To measure the intracellular interaction between FXR1P and CMAS, two recombinant eukaryotic expression vectors, pEGFP-N1-FXR1 and pDsRed-N1-CMAS, were constructed. pEGFP-N1-FXR1 contained a gene segment of FXR1 and pDsRed-N1-CMAS contained a gene segment of CMAS. All recombinant constructs were sequence-verified. HEK293T and HeLa cells were transfected with the constructs, and the expression and subcellular distribution of these proteins were analyzed by laser confocal microscopy.

HEK293T and HeLa cells transfected with pEGFP-N1-FXR1 exhibited strong cytoplasmic fluorescence, whereas transfection with pDsRed-N1-CMAS produced fluorescence in the nucleus (Fig. 2). Thus, the fusions to the N-terminus of EGFP or DsRed did not affect the fluorescence properties of the native protein, allowing the fusion protein to be correctly localized in vivo.

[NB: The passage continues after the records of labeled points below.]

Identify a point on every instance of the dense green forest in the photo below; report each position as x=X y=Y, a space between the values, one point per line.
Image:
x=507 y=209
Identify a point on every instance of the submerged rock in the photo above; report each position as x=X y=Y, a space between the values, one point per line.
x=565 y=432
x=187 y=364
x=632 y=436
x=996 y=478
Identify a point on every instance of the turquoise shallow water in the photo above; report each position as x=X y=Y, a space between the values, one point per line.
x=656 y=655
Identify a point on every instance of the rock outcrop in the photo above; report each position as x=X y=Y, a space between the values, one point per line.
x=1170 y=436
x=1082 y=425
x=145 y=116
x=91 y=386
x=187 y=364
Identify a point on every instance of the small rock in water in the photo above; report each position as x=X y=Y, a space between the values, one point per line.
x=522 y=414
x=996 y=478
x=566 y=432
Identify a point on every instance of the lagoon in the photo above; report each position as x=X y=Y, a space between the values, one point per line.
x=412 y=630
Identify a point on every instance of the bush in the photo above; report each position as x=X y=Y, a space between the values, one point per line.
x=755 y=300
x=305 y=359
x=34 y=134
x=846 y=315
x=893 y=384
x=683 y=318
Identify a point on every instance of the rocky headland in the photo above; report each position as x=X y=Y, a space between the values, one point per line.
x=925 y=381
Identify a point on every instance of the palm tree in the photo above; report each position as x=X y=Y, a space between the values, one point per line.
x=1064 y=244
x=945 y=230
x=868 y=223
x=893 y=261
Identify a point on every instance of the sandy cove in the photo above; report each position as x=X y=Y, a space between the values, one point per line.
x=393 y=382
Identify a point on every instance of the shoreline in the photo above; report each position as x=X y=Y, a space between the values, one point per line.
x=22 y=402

To evaluate the colocalization of FXR1P and CMAS, pEGFP-N1-FXR1 and pDsRed-N1-CMAS plasmids were transiently cotransfected into HEK293T and HeLa cells (Fig. 3). Transfection with pEGFP-N1-FXR1 produced green fluorescence, predominantly in the cytoplasm, whereas pDsRed-N1-CMAS transfection predominantly produced red fluorescence in the nucleus and less in the cytoplasm. The two polypeptides (pEGFP-N1-FXR1 and pDsRed-N1-CMAS) maintained intracellular localization, with yellow fluorescence demonstrating FXR1P and CMAS colocalization in the cytoplasm and the edge of the nucleus (Fig. 3). Typically, these genes are expressed in different parts of the cell, with no fluorescence overlap, but co-overexpression leads to the formation of oligomers in the cytoplasmic and nucleus, producing yellow fluorescence.

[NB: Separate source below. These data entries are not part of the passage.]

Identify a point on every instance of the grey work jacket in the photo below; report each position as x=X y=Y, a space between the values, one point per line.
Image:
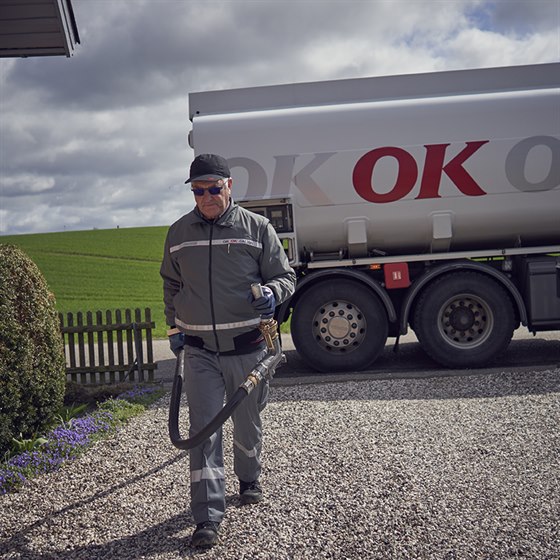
x=208 y=268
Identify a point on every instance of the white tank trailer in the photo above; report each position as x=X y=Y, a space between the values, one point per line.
x=429 y=201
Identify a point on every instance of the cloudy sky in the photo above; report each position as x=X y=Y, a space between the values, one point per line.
x=100 y=139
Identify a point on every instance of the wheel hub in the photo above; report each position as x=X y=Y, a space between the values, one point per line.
x=465 y=320
x=339 y=326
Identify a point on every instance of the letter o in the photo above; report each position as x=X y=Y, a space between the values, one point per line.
x=363 y=173
x=517 y=158
x=256 y=177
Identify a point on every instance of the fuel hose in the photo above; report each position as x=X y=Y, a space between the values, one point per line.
x=264 y=369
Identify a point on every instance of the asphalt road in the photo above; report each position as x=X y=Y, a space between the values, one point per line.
x=525 y=353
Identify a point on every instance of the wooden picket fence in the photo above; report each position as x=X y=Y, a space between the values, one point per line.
x=101 y=349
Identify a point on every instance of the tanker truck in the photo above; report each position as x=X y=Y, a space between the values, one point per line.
x=428 y=202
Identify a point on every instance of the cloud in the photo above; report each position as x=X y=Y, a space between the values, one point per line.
x=100 y=139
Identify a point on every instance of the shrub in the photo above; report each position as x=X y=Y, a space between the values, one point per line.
x=32 y=368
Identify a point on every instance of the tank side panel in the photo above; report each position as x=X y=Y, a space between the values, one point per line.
x=482 y=199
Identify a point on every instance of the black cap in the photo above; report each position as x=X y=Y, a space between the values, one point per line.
x=208 y=167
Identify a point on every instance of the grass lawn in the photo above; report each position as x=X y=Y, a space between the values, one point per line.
x=100 y=269
x=97 y=270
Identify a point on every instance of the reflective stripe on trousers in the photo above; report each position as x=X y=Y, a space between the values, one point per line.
x=207 y=379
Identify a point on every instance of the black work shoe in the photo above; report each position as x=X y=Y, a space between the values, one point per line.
x=250 y=492
x=205 y=535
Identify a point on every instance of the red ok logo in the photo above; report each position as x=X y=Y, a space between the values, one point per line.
x=407 y=174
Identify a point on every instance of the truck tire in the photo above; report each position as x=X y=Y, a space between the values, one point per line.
x=464 y=320
x=339 y=325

The current study demonstrated that FXR1P interacts with CMAS. CMAS catalyzes the synthesis of CMP-sialic acid, which is an activated form of sialic and the raw material of ganglioside synthesis. Accordingly, CMAS activity has been demonstrated to be indirectly associated with amount of the sialic acid converted to GM1 in cells. To estimate the effect of FXR1P overexpression on CMAS activity, recombinant vector pcDNA (−) 3.1-FXR1 was constructed and then the concentration of GM1 was measured in SH-SY5Y and HEK293T cells transfected with pcDNA3.1 (−)-FXR1. ELISAs demonstrated that the concentration of GM1 was significantly increased in SH-SY5Y cells transfected with recombinant vector compared with untransfected cells (P=0.016; Table II; Fig. 4A), whereas there was no significant difference between the empty vector-transfected SH-SY5Y cells compared with untransfected cells (Table II; Fig. 4A). However, there was no significant difference in GM1 concentration among the three groups of HEK293 cells (Fig. 4B). These results demonstrated that overexpression of FXR1 increases the concentration of GM1 in SH-SY5Y cells by promoting CMAS activity, but not in HEK293T cells (Table II; Fig. 4B).